Os políticos populistas aproveitaram-se da falta de controlos e equilíbrios para obterem poder, o qual costumam usar para agradar aos seus partidários, ignorando as necessidades dos adversários ou grupos minoritários. Este tipo de governo da maioria é muito parecido com o da máfia, com líderes populistas a tentar anular as legislaturas e os tribunais para satisfazer os desejos – muitas vezes moldados por mentiras e propaganda – dos seus eleitores. A recente tentativa do primeiro-ministro britânico, Boris Johnson, de suspender o Parlamento, com o intuito de minimizar a sua capacidade de impedir um Brexit sem acordo, é um exemplo disso.

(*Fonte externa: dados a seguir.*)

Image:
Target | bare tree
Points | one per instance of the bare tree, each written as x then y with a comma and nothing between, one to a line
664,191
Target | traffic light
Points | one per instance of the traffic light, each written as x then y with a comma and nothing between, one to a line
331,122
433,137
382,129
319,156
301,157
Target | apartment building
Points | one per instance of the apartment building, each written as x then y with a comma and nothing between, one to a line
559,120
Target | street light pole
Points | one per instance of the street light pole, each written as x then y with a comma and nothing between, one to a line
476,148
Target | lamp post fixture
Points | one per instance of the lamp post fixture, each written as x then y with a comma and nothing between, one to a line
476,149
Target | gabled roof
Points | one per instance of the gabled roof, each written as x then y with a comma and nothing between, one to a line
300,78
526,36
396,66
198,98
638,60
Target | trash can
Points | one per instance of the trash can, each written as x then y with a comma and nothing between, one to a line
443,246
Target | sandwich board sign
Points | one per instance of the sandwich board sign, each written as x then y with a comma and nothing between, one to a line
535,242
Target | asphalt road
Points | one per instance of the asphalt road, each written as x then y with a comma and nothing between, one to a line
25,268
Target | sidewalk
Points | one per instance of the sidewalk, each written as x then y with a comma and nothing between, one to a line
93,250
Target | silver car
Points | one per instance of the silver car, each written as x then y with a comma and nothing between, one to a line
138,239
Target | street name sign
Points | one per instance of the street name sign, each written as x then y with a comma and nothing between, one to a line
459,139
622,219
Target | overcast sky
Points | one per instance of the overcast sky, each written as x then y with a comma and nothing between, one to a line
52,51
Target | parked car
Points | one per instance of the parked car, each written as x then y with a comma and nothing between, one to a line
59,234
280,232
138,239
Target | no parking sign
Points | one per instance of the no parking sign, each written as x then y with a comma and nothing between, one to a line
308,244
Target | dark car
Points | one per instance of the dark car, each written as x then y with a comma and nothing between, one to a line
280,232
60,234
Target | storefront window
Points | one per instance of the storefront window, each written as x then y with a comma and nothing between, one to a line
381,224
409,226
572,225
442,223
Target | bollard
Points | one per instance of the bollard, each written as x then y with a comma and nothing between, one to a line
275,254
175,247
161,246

Numa democracia, todas as pessoas devem poder confiar nos seus líderes na defesa dos seus direitos e na proteção dos seus interesses básicos, independentemente de quem votaram. Deveriam ser capazes de viver as suas vidas, confiantes de que as autoridades públicas dedicarão o seu tempo e energia a tomar decisões informadas – e que aqueles que não o fizerem serão submetidos a controlos e equilíbrios por parte dos restantes. Uma comunicação social independente e credível sustenta este processo.

No caso de Johnson, o poder judicial cumpriu o seu dever de controlar o poder executivo. Mas com todos os ataque às instituições democráticas, a responsabilização fica fragilizada, as pessoas ficam mais desiludidas e a legitimidade do sistema diminui. Com o tempo, isso reduz o incentivo para as pessoas talentosas trabalharem em áreas como jornalismo e política, desgastando ainda mais a sua eficácia e legitimidade.

Quebrar esse ciclo vicioso exige a rápida expansão da alfabetização mediática e democrática, inclusive sobre o modo como o sistema funciona e sobre quem manda nele e o molda. E, no entanto, tal como mostra o estudo iminente do Comité de Especialistas sobre o Jornalismo de Qualidade na Era Digital do Conselho da Europa (no qual exerci funções), a maioria dos programas de alfabetização mediática existentes limita-se a ensinar crianças em idade escolar a usar plataformas digitais e a entender o conteúdo das notícias. Muitos poucos têm como alvo as pessoas mais velhas (as que mais precisam), explicam quem controla a comunicação social e a infraestrutura digital ou ensinam os mecanismos de escolha algorítmica.

As democracias de todo o mundo estão a enfrentar uma prova de esforço. Se a quiserem superar, os seus fundamentos institucionais têm de ser reforçados. Isso requer, em primeiro lugar, um entendimento sobre quais são esses fundamentos, porque é que são importantes e quem está a tentar desmantelá-los.